You can’t be too careful with laser lights, coffee pods
Today’s question:
I’m sure you’ve seen neighborhood homes with outdoor Christmas light displays, now with the ubiquitous laser projectors. Many are misdirected onto a neighbor’s house or the driveway or up in the air. We know it is imprudent to point a laser at an aircraft. Are the many lasers during the holiday season
an issue for pilots?
Those things are hideous, aren’t they? The laser light displays, not the pilots. They’re tacky.
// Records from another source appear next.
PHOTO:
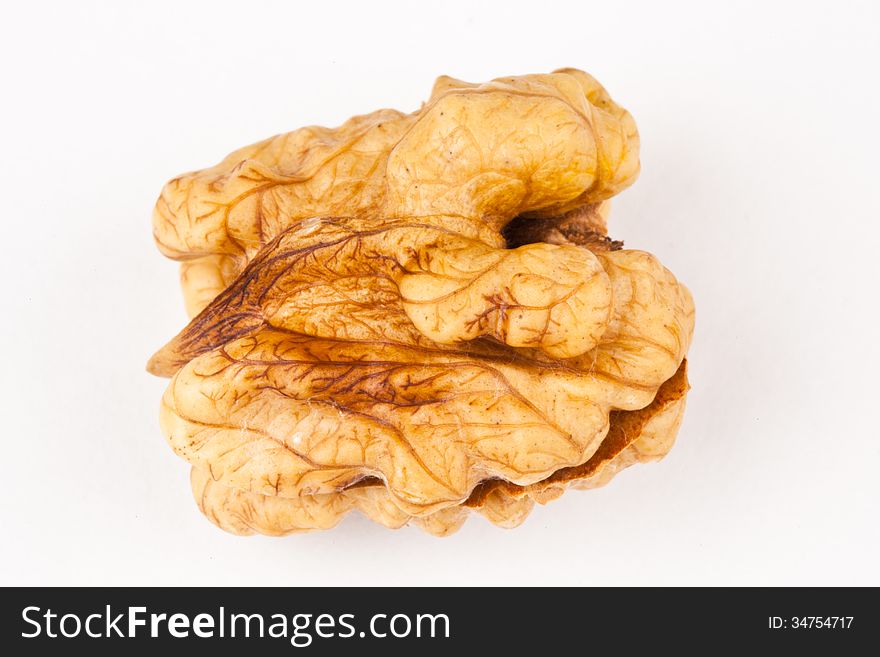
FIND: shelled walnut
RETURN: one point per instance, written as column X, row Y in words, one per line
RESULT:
column 417, row 315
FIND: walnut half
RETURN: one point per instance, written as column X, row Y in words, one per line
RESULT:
column 417, row 315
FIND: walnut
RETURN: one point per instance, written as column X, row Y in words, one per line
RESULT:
column 418, row 315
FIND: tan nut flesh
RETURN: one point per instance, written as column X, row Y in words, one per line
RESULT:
column 417, row 315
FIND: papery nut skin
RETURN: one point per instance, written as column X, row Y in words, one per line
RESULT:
column 417, row 315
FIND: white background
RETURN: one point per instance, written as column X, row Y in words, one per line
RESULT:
column 759, row 189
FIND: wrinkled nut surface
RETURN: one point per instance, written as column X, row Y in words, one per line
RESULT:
column 418, row 315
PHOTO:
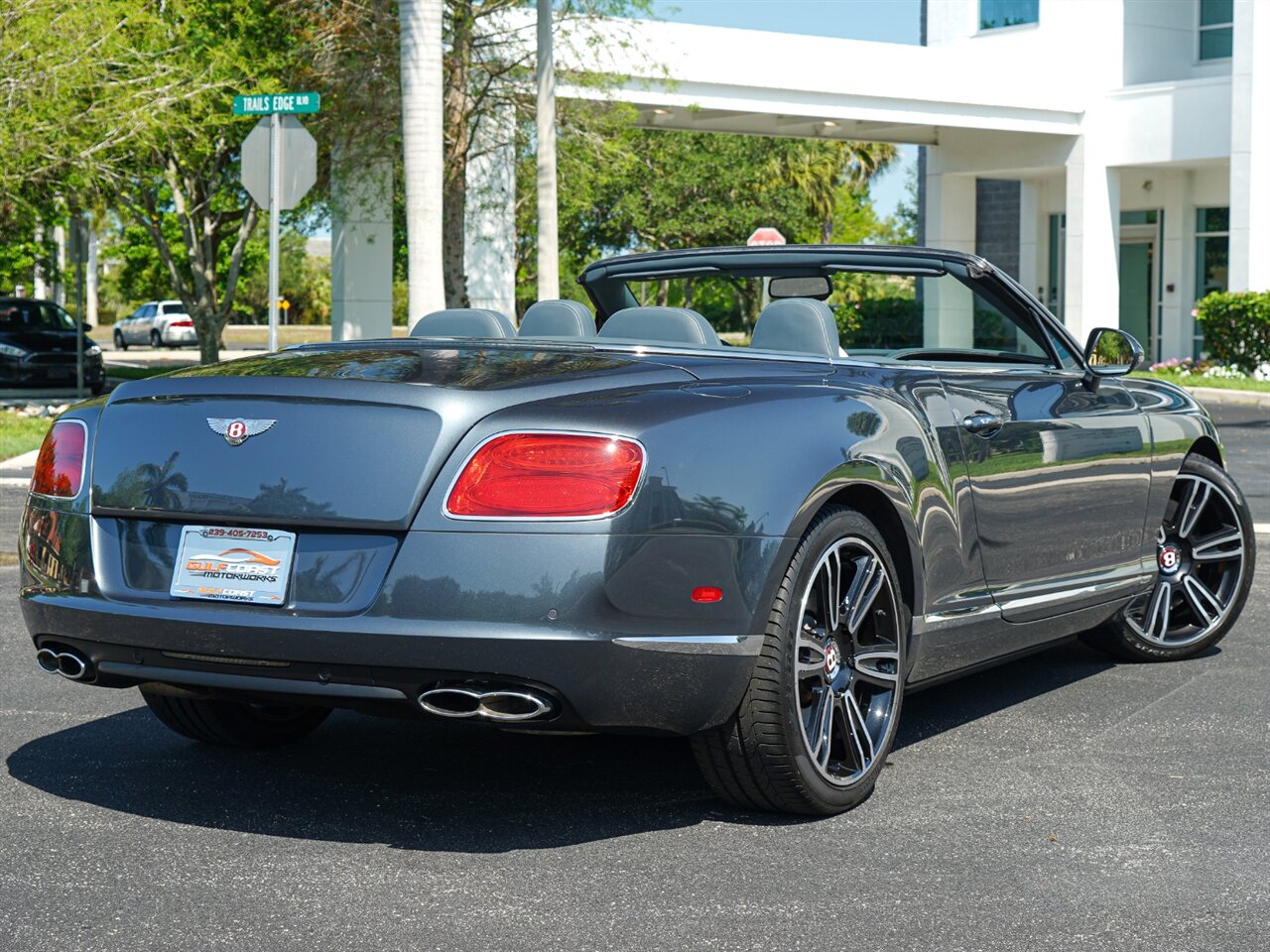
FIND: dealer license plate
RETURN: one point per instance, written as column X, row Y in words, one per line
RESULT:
column 225, row 563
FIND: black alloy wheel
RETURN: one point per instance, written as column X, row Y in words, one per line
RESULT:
column 821, row 712
column 1206, row 551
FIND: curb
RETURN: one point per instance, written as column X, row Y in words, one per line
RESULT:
column 1216, row 395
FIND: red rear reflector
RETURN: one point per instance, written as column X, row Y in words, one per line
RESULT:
column 60, row 465
column 548, row 476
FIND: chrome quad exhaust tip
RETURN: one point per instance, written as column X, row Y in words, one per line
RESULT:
column 502, row 705
column 67, row 662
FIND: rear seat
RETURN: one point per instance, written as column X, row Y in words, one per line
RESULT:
column 661, row 325
column 558, row 318
column 463, row 322
column 797, row 325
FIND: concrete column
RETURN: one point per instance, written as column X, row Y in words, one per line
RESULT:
column 1178, row 261
column 1029, row 239
column 489, row 226
column 1250, row 148
column 1092, row 280
column 90, row 284
column 59, row 291
column 361, row 249
column 948, row 306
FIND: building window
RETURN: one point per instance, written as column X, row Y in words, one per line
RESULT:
column 1215, row 30
column 1211, row 261
column 1007, row 13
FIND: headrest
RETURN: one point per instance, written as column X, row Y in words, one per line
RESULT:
column 558, row 318
column 463, row 322
column 797, row 325
column 665, row 325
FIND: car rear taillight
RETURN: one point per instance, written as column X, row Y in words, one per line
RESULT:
column 548, row 476
column 60, row 465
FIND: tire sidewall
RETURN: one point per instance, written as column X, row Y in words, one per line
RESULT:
column 1139, row 648
column 826, row 531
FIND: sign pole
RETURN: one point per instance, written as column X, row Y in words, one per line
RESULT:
column 275, row 209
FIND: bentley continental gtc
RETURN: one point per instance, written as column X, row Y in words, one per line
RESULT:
column 901, row 468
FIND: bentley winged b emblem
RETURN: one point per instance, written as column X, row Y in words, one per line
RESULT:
column 236, row 430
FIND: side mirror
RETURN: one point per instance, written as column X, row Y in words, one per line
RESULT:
column 1110, row 353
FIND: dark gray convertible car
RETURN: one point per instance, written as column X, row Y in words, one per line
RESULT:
column 906, row 470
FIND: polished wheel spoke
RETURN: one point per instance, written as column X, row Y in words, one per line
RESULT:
column 1157, row 615
column 858, row 730
column 878, row 666
column 1218, row 546
column 821, row 726
column 1194, row 506
column 865, row 585
column 810, row 653
column 1203, row 603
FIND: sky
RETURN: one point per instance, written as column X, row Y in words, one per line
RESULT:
column 883, row 21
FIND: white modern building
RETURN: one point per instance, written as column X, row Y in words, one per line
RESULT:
column 1114, row 155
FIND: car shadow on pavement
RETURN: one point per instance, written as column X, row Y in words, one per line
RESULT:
column 968, row 698
column 445, row 787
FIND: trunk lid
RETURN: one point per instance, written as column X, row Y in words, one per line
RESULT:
column 347, row 435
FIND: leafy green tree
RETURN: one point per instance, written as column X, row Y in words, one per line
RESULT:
column 130, row 108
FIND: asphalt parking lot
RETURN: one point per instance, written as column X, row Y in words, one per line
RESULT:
column 1061, row 801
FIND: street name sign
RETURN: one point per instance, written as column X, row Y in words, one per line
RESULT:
column 266, row 103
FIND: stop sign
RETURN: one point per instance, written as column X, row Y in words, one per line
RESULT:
column 765, row 236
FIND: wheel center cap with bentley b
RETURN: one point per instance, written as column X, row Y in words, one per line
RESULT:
column 1170, row 557
column 832, row 658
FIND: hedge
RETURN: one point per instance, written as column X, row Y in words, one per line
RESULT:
column 1236, row 327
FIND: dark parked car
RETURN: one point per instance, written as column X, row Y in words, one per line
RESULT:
column 760, row 546
column 37, row 347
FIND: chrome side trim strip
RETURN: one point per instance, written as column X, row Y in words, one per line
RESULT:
column 697, row 644
column 1129, row 584
column 942, row 621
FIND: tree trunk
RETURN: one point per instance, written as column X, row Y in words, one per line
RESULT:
column 457, row 145
column 422, row 144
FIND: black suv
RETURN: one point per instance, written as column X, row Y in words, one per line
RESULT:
column 37, row 347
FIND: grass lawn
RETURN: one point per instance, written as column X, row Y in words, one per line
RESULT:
column 1261, row 386
column 21, row 434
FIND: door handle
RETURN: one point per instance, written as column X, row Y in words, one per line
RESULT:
column 983, row 424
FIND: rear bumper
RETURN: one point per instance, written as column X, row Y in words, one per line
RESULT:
column 602, row 624
column 663, row 684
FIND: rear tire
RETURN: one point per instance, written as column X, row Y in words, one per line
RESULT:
column 234, row 722
column 820, row 716
column 1207, row 539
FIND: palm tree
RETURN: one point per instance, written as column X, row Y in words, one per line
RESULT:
column 422, row 137
column 549, row 227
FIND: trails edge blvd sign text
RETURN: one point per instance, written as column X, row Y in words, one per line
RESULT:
column 266, row 103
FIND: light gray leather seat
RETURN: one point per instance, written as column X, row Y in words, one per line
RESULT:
column 463, row 322
column 558, row 318
column 797, row 325
column 661, row 325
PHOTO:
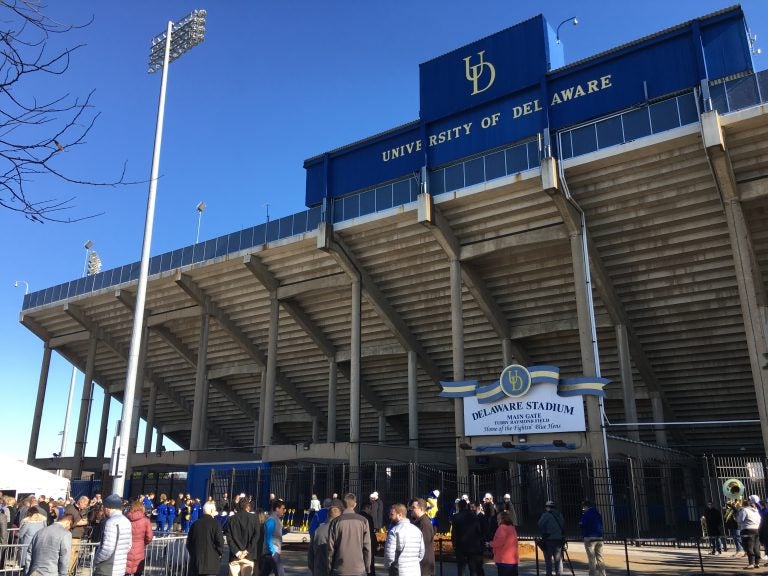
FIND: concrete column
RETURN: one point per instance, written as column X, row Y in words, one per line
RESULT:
column 137, row 395
column 332, row 379
column 658, row 416
column 382, row 428
column 260, row 423
column 457, row 342
column 627, row 384
column 315, row 429
column 506, row 351
column 85, row 410
column 150, row 418
column 354, row 387
column 413, row 401
column 200, row 406
column 269, row 395
column 42, row 384
column 105, row 405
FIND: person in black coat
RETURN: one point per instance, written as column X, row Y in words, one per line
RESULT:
column 467, row 537
column 243, row 531
column 205, row 543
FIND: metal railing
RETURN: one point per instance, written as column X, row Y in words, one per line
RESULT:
column 165, row 555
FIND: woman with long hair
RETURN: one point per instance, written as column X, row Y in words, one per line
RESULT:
column 504, row 544
column 141, row 535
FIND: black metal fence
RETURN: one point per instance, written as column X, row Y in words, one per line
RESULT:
column 642, row 500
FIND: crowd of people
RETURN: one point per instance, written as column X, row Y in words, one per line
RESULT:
column 343, row 534
column 745, row 521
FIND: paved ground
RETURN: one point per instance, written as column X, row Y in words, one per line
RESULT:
column 645, row 560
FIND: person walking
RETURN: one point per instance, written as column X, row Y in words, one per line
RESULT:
column 714, row 520
column 111, row 556
column 141, row 535
column 349, row 542
column 48, row 553
column 504, row 545
column 417, row 509
column 552, row 527
column 467, row 538
column 273, row 540
column 243, row 532
column 404, row 547
column 317, row 557
column 749, row 518
column 591, row 524
column 205, row 543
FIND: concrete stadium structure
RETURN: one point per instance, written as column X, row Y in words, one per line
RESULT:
column 329, row 344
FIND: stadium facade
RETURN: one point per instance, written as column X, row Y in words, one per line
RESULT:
column 557, row 260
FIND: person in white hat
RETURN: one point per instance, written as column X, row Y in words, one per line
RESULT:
column 377, row 511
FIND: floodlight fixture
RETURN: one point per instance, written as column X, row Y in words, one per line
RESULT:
column 571, row 19
column 185, row 35
column 26, row 285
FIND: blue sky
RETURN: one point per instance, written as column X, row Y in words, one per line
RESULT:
column 273, row 84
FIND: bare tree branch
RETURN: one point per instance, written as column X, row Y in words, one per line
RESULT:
column 35, row 132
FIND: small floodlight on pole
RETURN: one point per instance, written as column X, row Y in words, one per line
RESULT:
column 200, row 207
column 166, row 47
column 26, row 285
column 571, row 19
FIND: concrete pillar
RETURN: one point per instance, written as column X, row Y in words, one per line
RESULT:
column 200, row 406
column 269, row 396
column 354, row 387
column 657, row 408
column 260, row 423
column 627, row 384
column 105, row 406
column 382, row 428
column 506, row 352
column 85, row 410
column 137, row 395
column 413, row 401
column 457, row 345
column 332, row 379
column 150, row 418
column 42, row 384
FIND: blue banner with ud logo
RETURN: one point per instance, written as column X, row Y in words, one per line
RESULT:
column 496, row 66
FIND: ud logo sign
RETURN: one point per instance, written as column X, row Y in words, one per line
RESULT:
column 475, row 72
column 524, row 401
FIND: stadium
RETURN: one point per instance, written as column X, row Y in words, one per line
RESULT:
column 552, row 262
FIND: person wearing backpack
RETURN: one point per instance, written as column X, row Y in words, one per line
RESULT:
column 552, row 527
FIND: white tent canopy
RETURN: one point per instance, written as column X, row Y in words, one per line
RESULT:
column 25, row 479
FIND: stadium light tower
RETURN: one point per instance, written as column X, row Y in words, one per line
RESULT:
column 167, row 46
column 571, row 19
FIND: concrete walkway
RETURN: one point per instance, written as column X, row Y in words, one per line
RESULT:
column 646, row 560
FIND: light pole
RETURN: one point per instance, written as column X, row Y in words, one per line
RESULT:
column 200, row 207
column 166, row 47
column 571, row 19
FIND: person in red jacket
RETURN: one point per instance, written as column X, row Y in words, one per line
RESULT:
column 504, row 545
column 141, row 535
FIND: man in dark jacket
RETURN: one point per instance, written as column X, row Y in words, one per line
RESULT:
column 467, row 537
column 243, row 535
column 417, row 511
column 349, row 542
column 205, row 543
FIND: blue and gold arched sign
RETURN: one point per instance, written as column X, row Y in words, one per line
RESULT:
column 515, row 381
column 524, row 401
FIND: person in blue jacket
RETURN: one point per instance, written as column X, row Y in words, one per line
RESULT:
column 171, row 512
column 591, row 524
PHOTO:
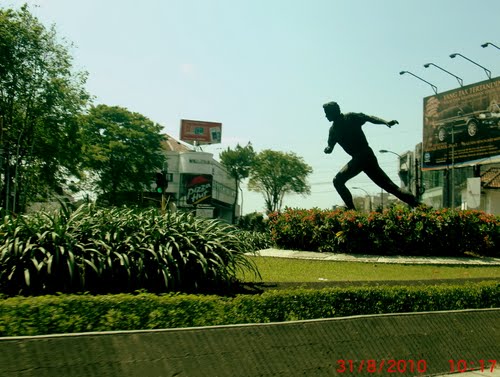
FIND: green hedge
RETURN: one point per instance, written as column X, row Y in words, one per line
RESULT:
column 398, row 230
column 83, row 313
column 116, row 250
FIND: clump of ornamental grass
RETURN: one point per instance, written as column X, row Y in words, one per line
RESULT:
column 112, row 250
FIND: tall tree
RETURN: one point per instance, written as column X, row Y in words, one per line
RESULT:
column 40, row 101
column 276, row 174
column 122, row 148
column 238, row 163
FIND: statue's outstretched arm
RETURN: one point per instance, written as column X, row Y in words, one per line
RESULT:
column 377, row 120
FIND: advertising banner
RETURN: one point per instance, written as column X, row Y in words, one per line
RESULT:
column 462, row 126
column 199, row 132
column 198, row 189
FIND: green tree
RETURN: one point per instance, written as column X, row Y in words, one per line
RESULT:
column 238, row 163
column 40, row 102
column 121, row 148
column 276, row 174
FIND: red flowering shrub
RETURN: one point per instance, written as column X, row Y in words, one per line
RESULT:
column 398, row 230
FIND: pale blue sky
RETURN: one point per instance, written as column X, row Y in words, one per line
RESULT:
column 263, row 68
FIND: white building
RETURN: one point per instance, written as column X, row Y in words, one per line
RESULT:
column 197, row 182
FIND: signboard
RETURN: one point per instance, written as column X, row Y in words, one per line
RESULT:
column 198, row 189
column 462, row 126
column 199, row 132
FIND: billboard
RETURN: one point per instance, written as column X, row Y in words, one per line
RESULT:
column 200, row 132
column 462, row 126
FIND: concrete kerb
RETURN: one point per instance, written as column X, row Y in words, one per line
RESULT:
column 296, row 254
On the bright side, they haven’t brought down any airplanes yet.
The Federal Aviation Administration put out a warning in November that said if such laser light displays are improperly installed and allowed to point into the sky they could pose a risk to pilots, just like those laser pointers some idiots persist on shining into the sky.
Although I do have to say my cats are wildly entertained by the laser toy I got
for them. They just can’t for the life of them figure out that sucker. Are those single-use coffee pods recyclable?
You can check, but I bet you won’t find a recycling symbol on your coffee pod.
There are a few brands of pods that can be recycled and supposedly more are coming.
But the majority of coffee pods are 95 percent made of a composite plastic that is not recyclable.
And one thing I read said about 10 billion of them are dumped in North American
landfills every year. That sounds like a lot, and if it’s true it surely isn’t a good thing.
After hosting my North Dakota inlaws for Christmas I need to know why the bathroom is sometimes referred to as the “biffy.”
It is a term native to the upper Midwest and parts of Canada. It is believed to be a form of “privy” or possibly “bivouac,” a temporary encampment.